Finding missing items requires strong forms of randomness
Amit Chakrabarti, Manuel Stoeckl
TL;DR
The paper reveals fundamental separations in space complexity for adversarially robust streaming on the MissingItemFinding problem, depending on how randomness is accessed. It delivers an upper bound for random-tape algorithms via a multi-level randomized tree and strong lower bounds that separate random-seed, random-tape, and random-oracle models, including a PD-based RS lower bound and a PD-to-RS transfer. The results show exponential gaps between random-seed and random-tape models and demonstrate that sampling-based approaches can outperform sketching in adversarial settings. The work advances understanding of how randomness usage constraints affect sublinear-space streaming algorithms under adaptive adversaries, with implications for the design of space-efficient robust architectures. The findings underscore that oracle-like randomness can dramatically reduce space in some models, but not in others, highlighting nuanced trade-offs for real-world streaming systems.
Abstract
Adversarially robust streaming algorithms are required to process a stream of elements and produce correct outputs, even when each stream element can be chosen as a function of earlier algorithm outputs. As with classic streaming algorithms, which must only be correct for the worst-case fixed stream, adversarially robust algorithms with access to randomness can use significantly less space than deterministic algorithms. We prove that for the Missing Item Finding problem in streaming, the space complexity also significantly depends on how adversarially robust algorithms are permitted to use randomness. (In contrast, the space complexity of classic streaming algorithms does not depend as strongly on the way randomness is used.) For Missing Item Finding on streams of length $\ell$ with elements in $\{1,\ldots,n\}$, and $\le 1/\text{poly}(\ell)$ error, we show that when $\ell = O(2^{\sqrt{\log n}})$, "random seed" adversarially robust algorithms, which only use randomness at initialization, require $\ell^{Ω(1)}$ bits of space, while "random tape" adversarially robust algorithms, which may make random decisions at any time, may use $O(\text{polylog}(\ell))$ space.

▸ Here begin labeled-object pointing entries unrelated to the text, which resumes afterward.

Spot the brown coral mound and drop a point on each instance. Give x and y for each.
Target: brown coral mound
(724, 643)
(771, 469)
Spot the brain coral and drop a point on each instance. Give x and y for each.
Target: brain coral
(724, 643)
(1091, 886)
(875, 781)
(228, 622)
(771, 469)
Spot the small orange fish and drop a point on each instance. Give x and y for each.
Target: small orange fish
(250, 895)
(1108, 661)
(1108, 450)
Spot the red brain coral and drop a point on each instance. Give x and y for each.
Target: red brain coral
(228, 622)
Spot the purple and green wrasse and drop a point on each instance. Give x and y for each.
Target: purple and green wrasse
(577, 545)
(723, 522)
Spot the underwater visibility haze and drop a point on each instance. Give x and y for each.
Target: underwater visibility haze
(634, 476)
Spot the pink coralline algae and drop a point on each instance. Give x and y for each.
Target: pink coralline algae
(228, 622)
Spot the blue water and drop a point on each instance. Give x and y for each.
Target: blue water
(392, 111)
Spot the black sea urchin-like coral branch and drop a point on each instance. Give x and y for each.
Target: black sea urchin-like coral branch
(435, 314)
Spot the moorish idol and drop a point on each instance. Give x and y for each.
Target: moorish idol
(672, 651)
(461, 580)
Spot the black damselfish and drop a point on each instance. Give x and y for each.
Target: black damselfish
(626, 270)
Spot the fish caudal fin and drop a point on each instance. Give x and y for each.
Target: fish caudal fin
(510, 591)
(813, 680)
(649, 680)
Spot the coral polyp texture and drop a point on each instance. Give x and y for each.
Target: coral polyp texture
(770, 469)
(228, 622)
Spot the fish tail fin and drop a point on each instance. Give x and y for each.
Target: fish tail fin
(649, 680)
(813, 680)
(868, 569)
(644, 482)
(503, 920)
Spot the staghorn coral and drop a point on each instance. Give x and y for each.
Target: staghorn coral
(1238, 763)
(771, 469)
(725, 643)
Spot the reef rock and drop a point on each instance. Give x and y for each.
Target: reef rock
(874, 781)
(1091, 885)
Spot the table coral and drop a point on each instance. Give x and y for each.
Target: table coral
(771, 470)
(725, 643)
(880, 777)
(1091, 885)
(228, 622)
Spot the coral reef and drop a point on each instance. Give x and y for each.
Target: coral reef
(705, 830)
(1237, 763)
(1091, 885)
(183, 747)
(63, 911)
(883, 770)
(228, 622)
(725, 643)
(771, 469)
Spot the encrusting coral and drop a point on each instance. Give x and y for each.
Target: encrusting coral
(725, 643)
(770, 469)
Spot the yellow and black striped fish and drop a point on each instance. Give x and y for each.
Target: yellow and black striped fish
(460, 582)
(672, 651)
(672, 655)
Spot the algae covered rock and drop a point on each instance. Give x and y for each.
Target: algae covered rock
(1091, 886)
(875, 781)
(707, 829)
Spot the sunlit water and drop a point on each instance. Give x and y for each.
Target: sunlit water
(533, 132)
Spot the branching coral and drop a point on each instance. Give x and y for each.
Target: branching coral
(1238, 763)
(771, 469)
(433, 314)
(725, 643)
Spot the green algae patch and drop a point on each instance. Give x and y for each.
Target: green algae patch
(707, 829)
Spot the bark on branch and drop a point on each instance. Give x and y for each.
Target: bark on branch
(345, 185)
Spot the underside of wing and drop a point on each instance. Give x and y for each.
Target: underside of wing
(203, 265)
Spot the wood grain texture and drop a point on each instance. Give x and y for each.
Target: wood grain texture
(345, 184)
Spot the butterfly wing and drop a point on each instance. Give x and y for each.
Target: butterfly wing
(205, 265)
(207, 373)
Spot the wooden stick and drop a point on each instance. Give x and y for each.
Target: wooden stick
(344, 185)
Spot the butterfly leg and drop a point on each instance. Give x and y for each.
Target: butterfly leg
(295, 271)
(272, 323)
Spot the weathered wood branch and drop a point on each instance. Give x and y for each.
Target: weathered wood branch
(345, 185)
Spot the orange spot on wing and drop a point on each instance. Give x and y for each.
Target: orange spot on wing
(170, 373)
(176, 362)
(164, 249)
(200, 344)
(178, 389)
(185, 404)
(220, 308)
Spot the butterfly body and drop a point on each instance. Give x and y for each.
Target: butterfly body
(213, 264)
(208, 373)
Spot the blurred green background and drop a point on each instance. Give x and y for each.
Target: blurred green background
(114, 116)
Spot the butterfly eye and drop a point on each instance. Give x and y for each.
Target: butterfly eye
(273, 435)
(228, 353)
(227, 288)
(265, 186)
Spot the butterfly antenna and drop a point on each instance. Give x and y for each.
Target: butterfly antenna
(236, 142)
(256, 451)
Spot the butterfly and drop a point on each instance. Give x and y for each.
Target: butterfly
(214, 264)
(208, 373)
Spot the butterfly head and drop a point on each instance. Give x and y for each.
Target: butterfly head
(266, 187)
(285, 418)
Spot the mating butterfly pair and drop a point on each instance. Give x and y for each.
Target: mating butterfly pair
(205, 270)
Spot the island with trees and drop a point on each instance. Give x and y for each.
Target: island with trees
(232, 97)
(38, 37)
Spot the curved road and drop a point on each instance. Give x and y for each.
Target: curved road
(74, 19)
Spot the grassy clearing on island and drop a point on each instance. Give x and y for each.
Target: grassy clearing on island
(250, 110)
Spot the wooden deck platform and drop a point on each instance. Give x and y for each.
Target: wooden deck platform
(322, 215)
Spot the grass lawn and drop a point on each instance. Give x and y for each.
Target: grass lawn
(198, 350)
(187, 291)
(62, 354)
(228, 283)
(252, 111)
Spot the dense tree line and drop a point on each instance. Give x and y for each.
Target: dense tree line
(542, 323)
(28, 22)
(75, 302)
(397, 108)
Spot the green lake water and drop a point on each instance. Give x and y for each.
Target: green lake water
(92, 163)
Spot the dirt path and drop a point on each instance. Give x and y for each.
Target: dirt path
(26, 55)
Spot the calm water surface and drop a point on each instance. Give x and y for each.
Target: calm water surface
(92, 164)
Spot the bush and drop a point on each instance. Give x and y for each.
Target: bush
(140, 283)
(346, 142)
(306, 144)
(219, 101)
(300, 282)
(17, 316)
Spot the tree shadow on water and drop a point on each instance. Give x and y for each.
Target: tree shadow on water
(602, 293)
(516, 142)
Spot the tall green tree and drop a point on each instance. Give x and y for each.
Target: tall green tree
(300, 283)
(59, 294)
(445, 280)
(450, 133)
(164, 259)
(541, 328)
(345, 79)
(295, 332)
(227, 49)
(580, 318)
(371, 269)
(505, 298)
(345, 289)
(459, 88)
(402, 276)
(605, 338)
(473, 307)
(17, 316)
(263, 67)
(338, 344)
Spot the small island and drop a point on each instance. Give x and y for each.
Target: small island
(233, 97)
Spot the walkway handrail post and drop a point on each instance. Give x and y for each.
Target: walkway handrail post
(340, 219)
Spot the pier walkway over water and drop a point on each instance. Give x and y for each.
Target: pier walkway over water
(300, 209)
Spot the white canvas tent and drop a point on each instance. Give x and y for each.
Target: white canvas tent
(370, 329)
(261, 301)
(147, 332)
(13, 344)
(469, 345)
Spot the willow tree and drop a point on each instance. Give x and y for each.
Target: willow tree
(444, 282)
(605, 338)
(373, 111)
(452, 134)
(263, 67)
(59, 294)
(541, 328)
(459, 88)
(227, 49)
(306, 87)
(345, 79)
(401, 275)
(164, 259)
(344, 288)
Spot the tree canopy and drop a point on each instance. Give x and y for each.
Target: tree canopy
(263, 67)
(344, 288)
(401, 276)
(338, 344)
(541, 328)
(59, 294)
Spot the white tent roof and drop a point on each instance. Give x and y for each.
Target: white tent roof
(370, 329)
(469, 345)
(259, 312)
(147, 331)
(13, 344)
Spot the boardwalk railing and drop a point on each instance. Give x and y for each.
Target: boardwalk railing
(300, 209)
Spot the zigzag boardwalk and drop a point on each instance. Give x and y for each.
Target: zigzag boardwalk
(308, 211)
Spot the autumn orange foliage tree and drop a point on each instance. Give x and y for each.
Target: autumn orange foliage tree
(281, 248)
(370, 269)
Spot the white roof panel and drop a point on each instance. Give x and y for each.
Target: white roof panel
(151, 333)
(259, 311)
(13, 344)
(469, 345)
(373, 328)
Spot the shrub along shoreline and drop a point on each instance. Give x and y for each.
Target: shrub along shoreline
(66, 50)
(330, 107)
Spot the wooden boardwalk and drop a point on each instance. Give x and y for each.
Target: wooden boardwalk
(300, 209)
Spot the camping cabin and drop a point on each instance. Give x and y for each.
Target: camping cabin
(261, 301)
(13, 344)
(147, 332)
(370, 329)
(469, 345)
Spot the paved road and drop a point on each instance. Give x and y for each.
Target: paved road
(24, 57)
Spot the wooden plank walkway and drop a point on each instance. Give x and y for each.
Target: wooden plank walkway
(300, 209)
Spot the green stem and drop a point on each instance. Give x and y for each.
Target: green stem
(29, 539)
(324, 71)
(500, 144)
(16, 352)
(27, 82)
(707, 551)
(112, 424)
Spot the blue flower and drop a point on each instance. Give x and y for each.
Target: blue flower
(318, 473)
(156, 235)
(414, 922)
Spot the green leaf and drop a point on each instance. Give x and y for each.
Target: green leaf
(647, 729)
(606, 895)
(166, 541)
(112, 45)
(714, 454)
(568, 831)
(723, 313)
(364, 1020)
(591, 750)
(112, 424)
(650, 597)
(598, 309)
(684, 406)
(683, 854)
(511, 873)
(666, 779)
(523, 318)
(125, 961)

When $\ell$ is between $n^{Ω(1)}$ and $O(\sqrt{n})$, "random tape" adversarially robust algorithms need $\ell^{Ω(1)}$ space, while "random oracle" adversarially robust algorithms, which can read from a long random string for free, may use $O(\text{polylog}(\ell))$ space. The space lower bound for the "random seed" case follows, by a reduction given in prior work, from a lower bound for pseudo-deterministic streaming algorithms given in this paper.